The Fed’s favorite inflation gauge shows price hikes cooled last month | CNN Business


The Federal Reserve’s preferred inflation gauge showed prices rose at a slower pace last month, indicating further progress in the central bank’s battle with higher prices.

The Personal Consumption Expenditures price index, or PCE, rose by 5% in December, compared to a year earlier, the Commerce Department reported Thursday.

In December alone, prices rose 0.1% from November.

On a month-to-month basis, prices for goods decreased 0.7% and prices for services increased 0.5%, according to the PCE price index for December. Within those categories, food prices increased 0.2% and energy prices decreased 5.1%.

Core PCE, which doesn’t include the more volatile food and energy categories, increased by 4.4% annually, down from November’s annual rate of 4.7%. On a monthly basis, it was up 0.3%.

Core PCE, which is now at its lowest level since October 2021, is the Fed’s favored inflation gauge as it provides a more complete picture of consumer costs and spending.

The data showed that Americans pulled back in December, with spending falling by 0.2% from the month before. Personal income rose 0.2% last month, the smallest increase since April.
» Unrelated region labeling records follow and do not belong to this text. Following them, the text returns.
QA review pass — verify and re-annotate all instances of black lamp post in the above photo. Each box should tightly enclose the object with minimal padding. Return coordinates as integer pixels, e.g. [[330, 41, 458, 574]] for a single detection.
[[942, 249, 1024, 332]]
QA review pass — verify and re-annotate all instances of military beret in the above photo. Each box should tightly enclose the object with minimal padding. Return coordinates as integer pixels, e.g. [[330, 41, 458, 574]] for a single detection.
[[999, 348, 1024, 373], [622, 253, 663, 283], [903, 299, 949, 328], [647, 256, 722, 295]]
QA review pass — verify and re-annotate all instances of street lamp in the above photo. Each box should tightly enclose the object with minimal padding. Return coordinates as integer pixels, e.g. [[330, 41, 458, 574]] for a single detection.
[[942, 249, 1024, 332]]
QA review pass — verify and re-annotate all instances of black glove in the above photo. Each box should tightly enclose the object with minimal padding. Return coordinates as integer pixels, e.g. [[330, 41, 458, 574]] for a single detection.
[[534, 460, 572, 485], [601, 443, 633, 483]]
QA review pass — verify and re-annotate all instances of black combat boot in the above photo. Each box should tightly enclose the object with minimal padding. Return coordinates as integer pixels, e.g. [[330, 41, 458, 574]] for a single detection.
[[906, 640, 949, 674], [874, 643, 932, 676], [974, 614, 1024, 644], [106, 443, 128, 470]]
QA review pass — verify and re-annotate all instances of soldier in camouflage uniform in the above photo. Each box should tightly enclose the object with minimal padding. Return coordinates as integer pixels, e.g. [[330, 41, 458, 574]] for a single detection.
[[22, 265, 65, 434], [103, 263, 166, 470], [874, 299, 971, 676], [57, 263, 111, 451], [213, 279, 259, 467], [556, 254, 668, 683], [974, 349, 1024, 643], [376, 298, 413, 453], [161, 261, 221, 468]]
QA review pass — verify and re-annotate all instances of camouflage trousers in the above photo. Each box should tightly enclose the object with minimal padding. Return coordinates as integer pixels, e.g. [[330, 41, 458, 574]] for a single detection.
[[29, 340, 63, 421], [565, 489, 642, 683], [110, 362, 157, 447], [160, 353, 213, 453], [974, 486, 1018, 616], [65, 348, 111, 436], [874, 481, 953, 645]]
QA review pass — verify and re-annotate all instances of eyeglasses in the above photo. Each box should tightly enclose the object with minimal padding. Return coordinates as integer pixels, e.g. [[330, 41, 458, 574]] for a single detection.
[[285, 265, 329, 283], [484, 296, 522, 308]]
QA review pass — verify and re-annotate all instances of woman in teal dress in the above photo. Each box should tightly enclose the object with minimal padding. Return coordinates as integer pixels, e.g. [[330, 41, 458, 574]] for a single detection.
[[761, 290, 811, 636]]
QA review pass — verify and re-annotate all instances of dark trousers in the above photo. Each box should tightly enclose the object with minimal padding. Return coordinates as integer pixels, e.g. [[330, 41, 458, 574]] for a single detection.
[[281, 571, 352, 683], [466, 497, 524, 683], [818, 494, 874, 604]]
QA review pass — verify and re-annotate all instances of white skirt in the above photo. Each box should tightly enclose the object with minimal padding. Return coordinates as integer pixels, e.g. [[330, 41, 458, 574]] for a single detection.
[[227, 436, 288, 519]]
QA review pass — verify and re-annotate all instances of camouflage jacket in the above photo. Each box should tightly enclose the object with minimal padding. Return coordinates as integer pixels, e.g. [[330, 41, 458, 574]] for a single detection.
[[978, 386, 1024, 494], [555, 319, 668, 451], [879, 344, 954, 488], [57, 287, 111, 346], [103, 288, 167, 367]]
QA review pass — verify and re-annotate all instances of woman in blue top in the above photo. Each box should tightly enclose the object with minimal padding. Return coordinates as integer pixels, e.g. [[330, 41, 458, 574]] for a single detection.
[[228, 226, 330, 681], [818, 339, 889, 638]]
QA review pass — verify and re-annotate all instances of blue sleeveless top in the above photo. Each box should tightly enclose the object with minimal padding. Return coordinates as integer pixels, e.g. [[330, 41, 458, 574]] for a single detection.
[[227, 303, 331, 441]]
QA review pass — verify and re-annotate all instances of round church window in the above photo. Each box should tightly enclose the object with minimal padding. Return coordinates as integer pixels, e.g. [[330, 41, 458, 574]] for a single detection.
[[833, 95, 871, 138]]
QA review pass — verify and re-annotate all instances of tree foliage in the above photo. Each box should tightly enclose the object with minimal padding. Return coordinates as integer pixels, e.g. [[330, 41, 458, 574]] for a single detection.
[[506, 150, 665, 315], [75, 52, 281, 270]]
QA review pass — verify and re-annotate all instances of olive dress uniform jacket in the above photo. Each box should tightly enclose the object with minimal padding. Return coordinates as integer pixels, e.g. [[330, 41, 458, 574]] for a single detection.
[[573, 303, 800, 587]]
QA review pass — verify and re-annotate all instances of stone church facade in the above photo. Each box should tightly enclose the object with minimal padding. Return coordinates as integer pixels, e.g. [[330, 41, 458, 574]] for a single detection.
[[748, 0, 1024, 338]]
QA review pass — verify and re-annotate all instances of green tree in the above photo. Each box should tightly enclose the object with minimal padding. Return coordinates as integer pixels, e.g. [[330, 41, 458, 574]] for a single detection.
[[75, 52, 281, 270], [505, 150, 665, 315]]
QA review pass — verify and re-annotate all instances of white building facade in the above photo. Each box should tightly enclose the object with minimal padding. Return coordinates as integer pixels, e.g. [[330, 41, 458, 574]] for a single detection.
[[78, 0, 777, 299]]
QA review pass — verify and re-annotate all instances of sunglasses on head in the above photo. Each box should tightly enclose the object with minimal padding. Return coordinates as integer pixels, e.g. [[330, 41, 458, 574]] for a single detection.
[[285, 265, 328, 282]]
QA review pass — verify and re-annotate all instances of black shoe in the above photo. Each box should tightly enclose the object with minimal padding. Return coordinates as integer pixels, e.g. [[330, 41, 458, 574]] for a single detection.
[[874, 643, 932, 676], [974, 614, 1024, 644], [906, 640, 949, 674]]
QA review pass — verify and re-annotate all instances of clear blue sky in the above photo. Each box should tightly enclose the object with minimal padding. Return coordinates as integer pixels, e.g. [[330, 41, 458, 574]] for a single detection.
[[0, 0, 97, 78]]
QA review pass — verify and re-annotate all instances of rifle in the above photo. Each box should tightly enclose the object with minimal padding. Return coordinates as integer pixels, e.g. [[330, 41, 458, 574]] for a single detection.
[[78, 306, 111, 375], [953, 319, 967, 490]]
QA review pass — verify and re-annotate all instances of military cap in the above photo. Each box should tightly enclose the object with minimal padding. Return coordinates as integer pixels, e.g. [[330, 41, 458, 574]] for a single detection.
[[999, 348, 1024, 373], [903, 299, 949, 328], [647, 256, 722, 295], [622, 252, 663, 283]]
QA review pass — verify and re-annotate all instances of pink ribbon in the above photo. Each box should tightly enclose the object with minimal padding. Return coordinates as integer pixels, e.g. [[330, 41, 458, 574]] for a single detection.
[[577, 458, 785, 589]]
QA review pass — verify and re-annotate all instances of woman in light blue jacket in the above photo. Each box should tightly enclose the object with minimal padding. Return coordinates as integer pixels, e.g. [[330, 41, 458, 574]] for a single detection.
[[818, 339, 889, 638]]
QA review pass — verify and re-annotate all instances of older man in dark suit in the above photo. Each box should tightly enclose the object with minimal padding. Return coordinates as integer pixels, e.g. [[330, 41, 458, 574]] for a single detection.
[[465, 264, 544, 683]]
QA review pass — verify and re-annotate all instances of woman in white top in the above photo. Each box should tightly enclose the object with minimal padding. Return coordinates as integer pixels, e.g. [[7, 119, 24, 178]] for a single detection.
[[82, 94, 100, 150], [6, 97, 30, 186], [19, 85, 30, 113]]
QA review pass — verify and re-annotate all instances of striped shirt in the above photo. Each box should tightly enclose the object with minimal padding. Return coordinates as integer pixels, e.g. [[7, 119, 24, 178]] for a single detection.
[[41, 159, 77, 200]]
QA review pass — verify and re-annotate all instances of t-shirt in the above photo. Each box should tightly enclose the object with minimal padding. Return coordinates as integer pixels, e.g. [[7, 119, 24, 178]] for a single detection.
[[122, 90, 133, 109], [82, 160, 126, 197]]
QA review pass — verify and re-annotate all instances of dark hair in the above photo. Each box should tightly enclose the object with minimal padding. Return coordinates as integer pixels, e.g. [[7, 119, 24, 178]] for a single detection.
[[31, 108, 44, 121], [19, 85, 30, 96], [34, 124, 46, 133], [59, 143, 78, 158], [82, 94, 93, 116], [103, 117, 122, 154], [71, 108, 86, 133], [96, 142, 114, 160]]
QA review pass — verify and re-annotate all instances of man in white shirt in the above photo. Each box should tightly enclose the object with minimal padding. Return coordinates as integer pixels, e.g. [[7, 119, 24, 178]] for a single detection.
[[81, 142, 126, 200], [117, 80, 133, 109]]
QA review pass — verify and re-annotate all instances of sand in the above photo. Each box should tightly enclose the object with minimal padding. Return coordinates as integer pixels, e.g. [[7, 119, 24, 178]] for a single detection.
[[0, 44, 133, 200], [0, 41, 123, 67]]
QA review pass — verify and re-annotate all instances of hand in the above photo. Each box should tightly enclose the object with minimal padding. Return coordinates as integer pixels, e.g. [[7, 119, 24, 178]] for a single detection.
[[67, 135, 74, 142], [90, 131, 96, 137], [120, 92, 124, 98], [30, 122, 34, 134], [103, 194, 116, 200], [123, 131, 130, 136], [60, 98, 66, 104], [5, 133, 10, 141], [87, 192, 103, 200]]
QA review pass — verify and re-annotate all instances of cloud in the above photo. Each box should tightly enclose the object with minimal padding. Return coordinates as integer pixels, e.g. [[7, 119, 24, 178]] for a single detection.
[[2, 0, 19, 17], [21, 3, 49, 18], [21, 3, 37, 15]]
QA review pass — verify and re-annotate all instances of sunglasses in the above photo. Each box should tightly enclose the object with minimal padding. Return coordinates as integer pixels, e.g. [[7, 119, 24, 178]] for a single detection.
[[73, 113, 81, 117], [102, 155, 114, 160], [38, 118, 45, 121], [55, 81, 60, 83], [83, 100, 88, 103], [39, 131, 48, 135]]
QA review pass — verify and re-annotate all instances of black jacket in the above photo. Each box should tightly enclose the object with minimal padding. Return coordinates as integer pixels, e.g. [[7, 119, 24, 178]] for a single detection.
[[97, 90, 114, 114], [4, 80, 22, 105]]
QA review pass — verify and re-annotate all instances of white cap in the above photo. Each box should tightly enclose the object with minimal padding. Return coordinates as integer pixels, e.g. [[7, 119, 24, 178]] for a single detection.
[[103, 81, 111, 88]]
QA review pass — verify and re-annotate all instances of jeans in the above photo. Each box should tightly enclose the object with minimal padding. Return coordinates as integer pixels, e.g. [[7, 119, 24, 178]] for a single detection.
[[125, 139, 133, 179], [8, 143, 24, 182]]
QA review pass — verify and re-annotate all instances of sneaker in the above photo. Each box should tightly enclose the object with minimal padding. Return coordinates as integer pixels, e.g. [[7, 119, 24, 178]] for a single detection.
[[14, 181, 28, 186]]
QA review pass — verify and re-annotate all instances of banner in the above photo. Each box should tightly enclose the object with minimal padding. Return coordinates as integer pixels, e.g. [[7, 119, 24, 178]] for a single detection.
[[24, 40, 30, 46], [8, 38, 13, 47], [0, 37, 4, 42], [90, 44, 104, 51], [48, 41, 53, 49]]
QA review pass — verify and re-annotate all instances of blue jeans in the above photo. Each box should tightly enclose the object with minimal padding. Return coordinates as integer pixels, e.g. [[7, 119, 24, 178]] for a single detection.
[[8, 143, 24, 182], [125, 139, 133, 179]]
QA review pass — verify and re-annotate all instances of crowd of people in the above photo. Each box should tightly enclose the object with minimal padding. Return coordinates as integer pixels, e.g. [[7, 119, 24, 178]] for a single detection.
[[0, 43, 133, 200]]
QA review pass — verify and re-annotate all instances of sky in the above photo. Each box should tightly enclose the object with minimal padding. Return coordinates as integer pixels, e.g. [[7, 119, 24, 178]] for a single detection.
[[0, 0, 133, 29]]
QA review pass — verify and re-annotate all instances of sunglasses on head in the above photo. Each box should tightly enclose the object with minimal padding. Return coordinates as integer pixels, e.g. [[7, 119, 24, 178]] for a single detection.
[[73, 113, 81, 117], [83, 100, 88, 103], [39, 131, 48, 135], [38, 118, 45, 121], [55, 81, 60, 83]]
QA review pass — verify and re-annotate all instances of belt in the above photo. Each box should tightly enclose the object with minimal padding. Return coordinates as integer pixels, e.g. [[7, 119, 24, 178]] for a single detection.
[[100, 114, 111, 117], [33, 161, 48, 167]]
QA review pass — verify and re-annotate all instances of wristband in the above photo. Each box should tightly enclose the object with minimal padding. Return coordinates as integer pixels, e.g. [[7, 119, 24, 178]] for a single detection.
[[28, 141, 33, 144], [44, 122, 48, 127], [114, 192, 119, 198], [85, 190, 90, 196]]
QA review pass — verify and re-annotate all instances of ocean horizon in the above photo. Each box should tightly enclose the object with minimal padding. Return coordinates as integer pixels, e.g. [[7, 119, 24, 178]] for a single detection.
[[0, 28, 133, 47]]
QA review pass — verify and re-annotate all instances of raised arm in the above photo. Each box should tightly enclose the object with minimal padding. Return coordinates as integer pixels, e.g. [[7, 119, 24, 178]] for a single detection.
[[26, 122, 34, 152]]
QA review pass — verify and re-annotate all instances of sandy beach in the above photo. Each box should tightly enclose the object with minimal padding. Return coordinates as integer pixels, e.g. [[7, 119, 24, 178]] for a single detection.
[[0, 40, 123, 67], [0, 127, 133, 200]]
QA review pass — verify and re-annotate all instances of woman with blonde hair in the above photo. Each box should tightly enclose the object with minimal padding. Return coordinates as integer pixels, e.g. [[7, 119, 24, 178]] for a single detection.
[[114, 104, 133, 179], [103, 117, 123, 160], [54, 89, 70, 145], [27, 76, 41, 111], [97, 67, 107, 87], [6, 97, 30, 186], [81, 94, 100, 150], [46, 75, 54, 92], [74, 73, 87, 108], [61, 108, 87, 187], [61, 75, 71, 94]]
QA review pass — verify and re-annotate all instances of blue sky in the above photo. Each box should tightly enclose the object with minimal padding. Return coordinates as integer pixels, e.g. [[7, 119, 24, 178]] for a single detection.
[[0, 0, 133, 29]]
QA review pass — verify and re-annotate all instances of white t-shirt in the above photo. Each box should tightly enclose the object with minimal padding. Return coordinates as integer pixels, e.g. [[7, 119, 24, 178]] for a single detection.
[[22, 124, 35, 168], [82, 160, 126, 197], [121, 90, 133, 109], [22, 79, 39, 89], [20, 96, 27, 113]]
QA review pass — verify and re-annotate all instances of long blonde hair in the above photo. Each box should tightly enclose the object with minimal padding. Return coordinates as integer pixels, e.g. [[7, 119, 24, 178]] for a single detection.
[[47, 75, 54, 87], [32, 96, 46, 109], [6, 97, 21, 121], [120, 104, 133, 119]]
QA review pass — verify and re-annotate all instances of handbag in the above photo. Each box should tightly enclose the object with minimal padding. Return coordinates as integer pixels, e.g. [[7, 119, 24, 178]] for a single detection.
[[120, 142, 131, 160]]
Through much of 2022, consumer spending remained robust in spite of high inflation, rising interest rates, and simmering recession fears. However, as the months dragged on, economic data suggested that consumers were running out of dry powder: Reliance on credit grew and delinquencies started to tick up, while savings levels declined.

Retail sales fell 1.1% in December, the Commerce Department reported earlier this month.

This story is developing and will be updated.